The Chinese Deathscape: Grave Reform in Modern China is a digital humanities project that examines large scale grave relocation and burial reform in China from the late imperial period to the present, with particular emphasis on the past two decades (2000-2015). By integrating narrative interpretation with spatial visualization, the project introduces readers to how burial reform intersects with land policy, urban expansion, cultural practice, and state authority in modern China.
The core goal of the project is to document and interpret the historical transformation of China’s funerary landscape and to show that grave relocation is not an isolated or purely technical administrative act, but a process that reshapes social memory, rural and urban space, and relationships between citizens and the state during the economic development period.
Beyond this goal, the site also makes a clear argument. The project (Fig 1.) shows that grave relocation has occurred disproportionately in rural areas, which may suggest that burial reform has functioned as a process shaped by unequal power relations between the state and different communities instead of the neutral political intention. Through this pattern, the project argues implicitly that burial reform has been implemented most aggressively where political and economic resistance is weakest, revealing how spatial governance operates unevenly across China.

Breaking down the project, according to the its data documentation, the core dataset is built from systematically collected reports of grave relocation, primarily drawn from local Chinese newspapers and public notices, supplemented by historical and administrative sources. Each record is standardized into a structured format and geocoded to specific locations, allowing individual relocation events to be aggregated and analyzed spatially and temporally.
The project’s processes focus on converting dispersed textual references into spatial data. Reported relocation events are cleaned, categorized, and linked to geographic coordinates before being integrated into the site’s interactive mapping framework.
In terms of presentation, the author chose an interactive map with time stamps and overlay components to display the information.
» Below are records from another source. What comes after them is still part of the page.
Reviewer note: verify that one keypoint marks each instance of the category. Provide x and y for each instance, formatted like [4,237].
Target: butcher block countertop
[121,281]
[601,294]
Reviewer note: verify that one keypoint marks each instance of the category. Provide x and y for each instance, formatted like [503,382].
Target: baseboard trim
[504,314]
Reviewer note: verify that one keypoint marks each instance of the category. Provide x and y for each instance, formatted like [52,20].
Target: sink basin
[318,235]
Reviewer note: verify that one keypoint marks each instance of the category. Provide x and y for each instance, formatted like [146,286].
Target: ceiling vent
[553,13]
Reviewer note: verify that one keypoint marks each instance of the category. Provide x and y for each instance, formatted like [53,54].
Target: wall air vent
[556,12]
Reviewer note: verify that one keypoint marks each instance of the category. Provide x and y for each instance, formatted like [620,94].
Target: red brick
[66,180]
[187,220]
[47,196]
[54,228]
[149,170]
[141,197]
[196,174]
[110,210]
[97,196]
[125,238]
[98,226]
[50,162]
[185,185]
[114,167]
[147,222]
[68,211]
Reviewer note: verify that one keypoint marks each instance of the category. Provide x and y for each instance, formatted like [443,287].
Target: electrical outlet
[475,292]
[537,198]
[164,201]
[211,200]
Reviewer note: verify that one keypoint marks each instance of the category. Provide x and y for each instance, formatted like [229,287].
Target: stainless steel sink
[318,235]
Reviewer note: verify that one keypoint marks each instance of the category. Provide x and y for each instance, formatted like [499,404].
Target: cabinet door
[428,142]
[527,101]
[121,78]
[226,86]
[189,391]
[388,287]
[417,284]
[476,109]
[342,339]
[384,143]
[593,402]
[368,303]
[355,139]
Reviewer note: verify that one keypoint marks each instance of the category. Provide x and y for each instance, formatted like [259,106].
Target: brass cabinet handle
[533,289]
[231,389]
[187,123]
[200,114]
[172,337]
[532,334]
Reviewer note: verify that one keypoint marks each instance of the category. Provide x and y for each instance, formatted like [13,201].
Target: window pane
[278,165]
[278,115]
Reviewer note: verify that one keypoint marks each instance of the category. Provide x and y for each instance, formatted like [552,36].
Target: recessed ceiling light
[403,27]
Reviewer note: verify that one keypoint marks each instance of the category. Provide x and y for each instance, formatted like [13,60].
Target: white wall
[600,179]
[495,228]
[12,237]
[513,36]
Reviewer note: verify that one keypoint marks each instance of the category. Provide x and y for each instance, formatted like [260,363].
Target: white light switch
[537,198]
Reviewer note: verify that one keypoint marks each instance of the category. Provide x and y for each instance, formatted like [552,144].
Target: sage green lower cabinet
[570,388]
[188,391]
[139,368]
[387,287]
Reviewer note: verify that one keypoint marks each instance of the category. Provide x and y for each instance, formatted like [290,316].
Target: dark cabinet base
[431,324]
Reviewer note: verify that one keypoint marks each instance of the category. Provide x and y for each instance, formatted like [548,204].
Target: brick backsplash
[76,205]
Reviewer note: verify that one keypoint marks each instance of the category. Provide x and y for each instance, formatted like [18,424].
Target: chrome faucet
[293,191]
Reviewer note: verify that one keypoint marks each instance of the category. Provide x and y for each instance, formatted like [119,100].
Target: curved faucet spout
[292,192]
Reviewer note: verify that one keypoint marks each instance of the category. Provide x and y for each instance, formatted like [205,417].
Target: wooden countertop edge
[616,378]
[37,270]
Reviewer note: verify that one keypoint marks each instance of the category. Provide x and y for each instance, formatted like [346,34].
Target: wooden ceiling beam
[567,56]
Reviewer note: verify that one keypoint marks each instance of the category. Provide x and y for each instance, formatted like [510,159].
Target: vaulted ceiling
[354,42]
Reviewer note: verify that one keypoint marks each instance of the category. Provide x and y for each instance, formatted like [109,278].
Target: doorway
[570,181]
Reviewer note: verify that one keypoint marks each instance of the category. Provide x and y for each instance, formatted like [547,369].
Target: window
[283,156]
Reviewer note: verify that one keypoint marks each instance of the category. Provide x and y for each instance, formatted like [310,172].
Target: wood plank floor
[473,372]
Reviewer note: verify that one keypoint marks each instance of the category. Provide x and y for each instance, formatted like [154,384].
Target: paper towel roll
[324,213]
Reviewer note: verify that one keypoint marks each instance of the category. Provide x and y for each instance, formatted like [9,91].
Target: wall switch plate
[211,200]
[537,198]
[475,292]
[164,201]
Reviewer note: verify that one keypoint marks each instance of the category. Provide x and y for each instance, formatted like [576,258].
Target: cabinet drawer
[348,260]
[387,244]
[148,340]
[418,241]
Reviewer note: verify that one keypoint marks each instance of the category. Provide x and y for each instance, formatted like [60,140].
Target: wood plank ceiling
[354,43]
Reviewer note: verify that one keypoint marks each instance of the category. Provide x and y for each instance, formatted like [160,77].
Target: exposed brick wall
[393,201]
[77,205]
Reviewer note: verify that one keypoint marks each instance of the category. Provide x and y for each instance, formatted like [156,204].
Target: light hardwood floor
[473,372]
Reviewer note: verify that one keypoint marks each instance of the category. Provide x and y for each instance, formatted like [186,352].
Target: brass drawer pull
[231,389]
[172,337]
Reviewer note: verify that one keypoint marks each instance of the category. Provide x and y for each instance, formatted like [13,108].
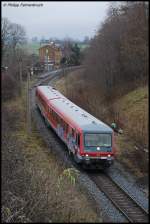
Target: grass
[36,188]
[129,111]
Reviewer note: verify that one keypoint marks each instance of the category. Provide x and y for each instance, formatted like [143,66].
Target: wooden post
[28,104]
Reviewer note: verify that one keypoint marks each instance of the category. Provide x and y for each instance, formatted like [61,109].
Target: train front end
[98,149]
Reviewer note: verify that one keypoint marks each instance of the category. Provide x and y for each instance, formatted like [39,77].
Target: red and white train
[89,140]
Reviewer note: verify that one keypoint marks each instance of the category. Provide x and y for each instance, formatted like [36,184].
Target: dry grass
[35,188]
[130,112]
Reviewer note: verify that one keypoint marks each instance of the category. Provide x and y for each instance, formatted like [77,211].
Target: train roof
[83,119]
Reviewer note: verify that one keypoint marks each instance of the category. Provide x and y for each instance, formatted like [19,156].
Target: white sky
[57,19]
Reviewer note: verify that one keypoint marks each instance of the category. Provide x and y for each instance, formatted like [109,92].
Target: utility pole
[28,104]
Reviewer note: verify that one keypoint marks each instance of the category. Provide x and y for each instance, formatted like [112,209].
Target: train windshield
[96,139]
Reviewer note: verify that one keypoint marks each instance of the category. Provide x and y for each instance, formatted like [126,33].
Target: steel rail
[134,205]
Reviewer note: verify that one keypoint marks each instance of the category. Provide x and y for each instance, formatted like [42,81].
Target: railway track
[129,208]
[132,211]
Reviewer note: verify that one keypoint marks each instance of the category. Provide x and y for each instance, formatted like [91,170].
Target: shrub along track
[129,209]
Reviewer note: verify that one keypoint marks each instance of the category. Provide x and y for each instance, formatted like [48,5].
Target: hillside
[130,112]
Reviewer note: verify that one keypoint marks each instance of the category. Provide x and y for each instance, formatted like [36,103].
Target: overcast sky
[57,19]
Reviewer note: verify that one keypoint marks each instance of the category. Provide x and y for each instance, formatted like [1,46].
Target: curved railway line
[122,201]
[129,208]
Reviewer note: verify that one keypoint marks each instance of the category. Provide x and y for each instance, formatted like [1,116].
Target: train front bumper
[96,160]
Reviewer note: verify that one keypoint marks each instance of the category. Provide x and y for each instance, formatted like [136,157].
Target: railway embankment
[36,184]
[130,112]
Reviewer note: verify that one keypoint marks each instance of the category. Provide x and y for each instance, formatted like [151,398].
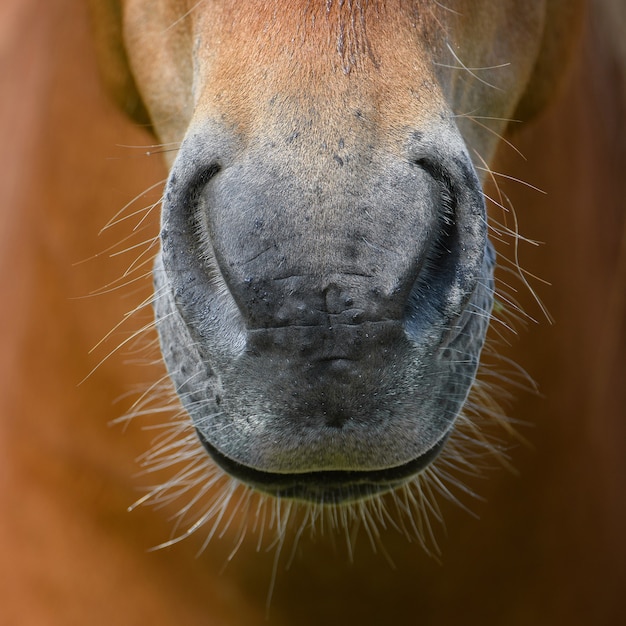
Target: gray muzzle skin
[322,319]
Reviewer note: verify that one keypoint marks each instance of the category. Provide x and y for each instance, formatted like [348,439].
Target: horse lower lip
[325,486]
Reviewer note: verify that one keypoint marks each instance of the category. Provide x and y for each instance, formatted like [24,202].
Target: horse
[548,546]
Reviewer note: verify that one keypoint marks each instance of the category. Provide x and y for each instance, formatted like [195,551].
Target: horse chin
[325,487]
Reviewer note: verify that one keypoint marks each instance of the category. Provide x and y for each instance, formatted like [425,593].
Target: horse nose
[388,238]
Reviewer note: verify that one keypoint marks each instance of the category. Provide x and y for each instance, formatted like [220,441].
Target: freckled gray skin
[322,305]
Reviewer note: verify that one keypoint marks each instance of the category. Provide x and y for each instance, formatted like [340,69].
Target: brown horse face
[325,277]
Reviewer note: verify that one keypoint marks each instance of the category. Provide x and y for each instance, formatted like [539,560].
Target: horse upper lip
[325,485]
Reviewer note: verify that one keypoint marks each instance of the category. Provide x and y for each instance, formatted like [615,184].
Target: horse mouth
[329,487]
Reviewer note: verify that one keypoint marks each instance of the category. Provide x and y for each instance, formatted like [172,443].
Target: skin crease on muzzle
[325,280]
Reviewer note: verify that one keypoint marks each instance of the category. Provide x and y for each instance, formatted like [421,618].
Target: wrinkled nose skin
[322,308]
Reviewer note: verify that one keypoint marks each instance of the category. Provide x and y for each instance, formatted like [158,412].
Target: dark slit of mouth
[325,487]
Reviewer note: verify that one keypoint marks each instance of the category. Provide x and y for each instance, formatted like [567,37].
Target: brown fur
[549,547]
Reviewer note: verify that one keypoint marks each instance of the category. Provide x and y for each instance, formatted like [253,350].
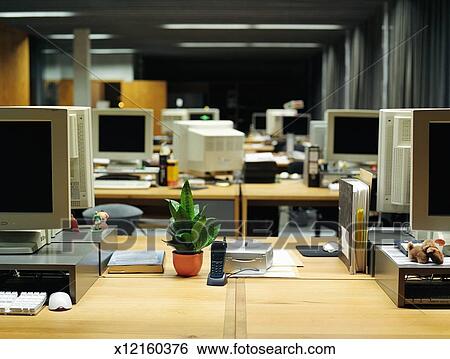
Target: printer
[248,257]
This infrastructure allows narrative essays to call specific subsets of the data and display them interactively as readers move through the text. The dataset is made available through a dedicated data page where users can download the underlying files and review documentation describing their composition and limitations.
One new question that arises from this breakdown concerns interpretation rather than content: to what extent does spatial visualization guide readers toward certain interpretations of causality and significance within the historical record.
What a great project. I especially like how it combines narrative history with spatial visualization. I also like the way you connected burial reform to land policy, urban expansion, and state authority. I think this makes the argument feel visually engaging. It shows you aren’t just presenting data but also reflecting on how digital tools shape historical storytelling. I now think about space, memory, and state power interactions differently.